New Thinking Surrounding Ear Infections


Parents and guardians who believe their child has an ear infection often take them to doctors to get them treated. That has almost been a ritualistic practice however, there is new thinking surrounding ear infections.

"Until eight or nine years ago, we'd treat each ear infection at diagnosis," said Dr. David Tunkel, director of pediatric otolaryngology at Johns Hopkins School of Medicine and chairman of the pediatrics committee for the American Academy of Otolaryngology. "The thought was, you would reduce the symptoms quicker," Tunkel said. "Then it became clear that many children who weren't treated with antibiotics actually did well without the initial treatment."

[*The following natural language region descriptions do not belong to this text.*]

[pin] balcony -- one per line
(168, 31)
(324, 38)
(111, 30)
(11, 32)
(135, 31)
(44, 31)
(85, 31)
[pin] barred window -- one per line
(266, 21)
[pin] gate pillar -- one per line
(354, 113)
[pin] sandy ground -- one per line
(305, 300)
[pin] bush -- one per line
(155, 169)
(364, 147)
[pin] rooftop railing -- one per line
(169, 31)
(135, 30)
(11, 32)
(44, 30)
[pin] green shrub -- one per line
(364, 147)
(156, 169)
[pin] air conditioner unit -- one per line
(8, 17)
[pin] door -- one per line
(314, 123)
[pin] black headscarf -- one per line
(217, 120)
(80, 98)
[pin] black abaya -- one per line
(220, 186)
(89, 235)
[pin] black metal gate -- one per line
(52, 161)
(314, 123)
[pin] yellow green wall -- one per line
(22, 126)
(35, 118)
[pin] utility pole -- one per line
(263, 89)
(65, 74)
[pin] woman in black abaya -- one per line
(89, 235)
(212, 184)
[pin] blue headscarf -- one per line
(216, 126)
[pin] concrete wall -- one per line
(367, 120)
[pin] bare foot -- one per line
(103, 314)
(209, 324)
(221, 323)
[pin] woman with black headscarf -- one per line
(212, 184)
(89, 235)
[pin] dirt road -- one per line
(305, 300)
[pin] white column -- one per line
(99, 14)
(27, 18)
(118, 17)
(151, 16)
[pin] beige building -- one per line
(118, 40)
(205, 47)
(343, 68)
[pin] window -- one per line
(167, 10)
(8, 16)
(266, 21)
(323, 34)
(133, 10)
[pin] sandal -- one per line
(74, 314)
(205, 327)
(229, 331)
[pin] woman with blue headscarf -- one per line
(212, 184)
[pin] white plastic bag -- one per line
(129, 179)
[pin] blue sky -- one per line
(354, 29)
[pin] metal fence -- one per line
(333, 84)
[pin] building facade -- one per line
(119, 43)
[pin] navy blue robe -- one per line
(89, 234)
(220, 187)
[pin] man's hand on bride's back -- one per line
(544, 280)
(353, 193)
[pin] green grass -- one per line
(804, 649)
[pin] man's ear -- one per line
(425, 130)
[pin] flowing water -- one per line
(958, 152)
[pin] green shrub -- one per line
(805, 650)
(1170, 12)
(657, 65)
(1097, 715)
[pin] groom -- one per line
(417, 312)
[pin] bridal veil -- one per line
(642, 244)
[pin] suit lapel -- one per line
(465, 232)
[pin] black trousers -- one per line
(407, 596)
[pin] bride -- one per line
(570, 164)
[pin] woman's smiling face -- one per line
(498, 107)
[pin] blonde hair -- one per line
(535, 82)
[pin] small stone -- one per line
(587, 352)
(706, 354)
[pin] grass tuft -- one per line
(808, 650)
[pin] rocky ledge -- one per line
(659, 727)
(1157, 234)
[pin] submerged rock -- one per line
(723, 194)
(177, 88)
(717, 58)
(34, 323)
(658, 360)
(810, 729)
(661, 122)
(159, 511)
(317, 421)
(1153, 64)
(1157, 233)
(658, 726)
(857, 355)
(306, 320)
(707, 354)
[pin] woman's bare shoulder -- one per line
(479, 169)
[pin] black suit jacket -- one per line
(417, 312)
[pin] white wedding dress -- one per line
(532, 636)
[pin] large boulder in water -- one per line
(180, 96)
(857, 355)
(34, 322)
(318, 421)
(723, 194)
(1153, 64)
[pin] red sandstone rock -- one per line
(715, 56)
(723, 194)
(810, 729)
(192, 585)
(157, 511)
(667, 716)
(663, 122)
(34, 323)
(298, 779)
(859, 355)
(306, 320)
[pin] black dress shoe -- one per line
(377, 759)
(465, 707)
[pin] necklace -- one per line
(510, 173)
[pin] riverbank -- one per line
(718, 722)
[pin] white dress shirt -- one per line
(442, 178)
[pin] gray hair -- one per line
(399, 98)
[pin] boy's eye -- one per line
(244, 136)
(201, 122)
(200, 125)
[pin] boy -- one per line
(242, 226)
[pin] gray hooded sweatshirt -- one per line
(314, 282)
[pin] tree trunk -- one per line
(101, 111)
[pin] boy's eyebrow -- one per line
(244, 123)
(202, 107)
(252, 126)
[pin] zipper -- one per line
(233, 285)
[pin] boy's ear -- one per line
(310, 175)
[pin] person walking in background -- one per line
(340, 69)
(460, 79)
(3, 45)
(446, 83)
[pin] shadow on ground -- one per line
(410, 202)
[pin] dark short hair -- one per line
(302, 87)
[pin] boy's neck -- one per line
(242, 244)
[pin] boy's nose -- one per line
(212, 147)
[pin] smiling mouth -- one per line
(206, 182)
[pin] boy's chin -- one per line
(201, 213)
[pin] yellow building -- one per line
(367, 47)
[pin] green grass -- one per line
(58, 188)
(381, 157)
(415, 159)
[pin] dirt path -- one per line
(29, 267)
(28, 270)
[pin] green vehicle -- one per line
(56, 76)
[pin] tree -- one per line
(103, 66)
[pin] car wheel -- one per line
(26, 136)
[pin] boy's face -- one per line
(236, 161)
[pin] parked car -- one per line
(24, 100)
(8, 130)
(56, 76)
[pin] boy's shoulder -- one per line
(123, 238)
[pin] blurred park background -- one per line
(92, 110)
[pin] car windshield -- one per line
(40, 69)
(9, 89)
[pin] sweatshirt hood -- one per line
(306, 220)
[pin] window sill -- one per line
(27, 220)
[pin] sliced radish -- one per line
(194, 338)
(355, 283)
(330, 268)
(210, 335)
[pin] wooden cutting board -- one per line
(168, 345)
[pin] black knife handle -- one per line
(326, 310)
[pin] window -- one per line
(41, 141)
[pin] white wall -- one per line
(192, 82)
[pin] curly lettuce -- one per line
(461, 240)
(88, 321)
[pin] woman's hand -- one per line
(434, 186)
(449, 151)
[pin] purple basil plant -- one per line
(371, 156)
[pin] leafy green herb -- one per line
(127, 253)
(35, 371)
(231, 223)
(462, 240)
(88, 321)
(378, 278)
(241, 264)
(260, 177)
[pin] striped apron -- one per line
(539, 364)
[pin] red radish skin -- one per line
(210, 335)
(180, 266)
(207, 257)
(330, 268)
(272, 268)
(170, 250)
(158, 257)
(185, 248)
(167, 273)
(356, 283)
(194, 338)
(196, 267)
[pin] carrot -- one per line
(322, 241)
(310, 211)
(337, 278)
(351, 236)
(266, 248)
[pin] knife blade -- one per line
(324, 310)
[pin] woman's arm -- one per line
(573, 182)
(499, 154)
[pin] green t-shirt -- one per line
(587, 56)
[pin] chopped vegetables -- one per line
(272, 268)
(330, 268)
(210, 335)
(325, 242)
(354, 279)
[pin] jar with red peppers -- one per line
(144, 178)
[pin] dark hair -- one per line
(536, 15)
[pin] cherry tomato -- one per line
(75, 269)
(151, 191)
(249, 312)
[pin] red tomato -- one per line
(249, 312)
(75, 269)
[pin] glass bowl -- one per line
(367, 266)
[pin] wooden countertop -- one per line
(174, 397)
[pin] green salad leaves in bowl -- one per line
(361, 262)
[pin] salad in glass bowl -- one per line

According to the U.S. National Institutes of Health, ear infections are the most common illness among infants and young children. They estimate three of every four kids will have an ear infection before age 4. These painful infections occur in the middle ear and are called otitis media.

Ear infections many times can heal without a lot of attention however pediatric otolaryngologist, Dr. Richard Rosenfeld, stressed that "observation is different than no treatment." Rosenfeld is chairman of otolaryngology at Long Island College Hospital and the State University of New York Downstate Medical Center.

Many physicians are now recommending observation before medication and some doctors are now sending parents home with a "safety net" prescription, one to have on hand in case the situation worsens. Parents are encouraged to ask their doctor for specifics on the timeline for observation, which most doctors say last one to three days. Parents should also watch for pain.


Tunkle stated that observation isn't advised for all kids, even if they're healthy and 2 years or older and if a child with a fever of 102 or more would typically be treated."We don't want to withhold antibiotics from kids," he said.

These guidelines are aimed to address concerns about resistance to antibiotics that can develop from overuse. In fact, a study reported in the British journal BMJ in July found that ear infections come back more often in kids who've been treated with antibiotics. In the three years after being treated for an ear infection, 63 percent of the kids who were given the antibiotic amoxicillin had recurrent ear infections, compared with 43 percent of those not treated with an antibiotic.

"Parents are becoming used to the idea that antibiotics are not the first choice," Tunkel said. He believes that pain control and pain management might need to take center stage, at least initially. For pain, Rosenfeld suggests ibuprofen over acetaminophen because, he said, "it lasts longer."

"If our goal is to get your child to sleep through the night, you are going to achieve that better with ibuprofen than acetaminophen," he said.

It is thought that someday kids might be able to be vaccinated against ear infections and scientists are currently working on such a vaccine according to a presentation at the 2009 annual meeting of the American Society of Microbiology.

Until then parents need to begin to focus on pain relief rather than antibiotics which makes children resistant and increases the return of the infection.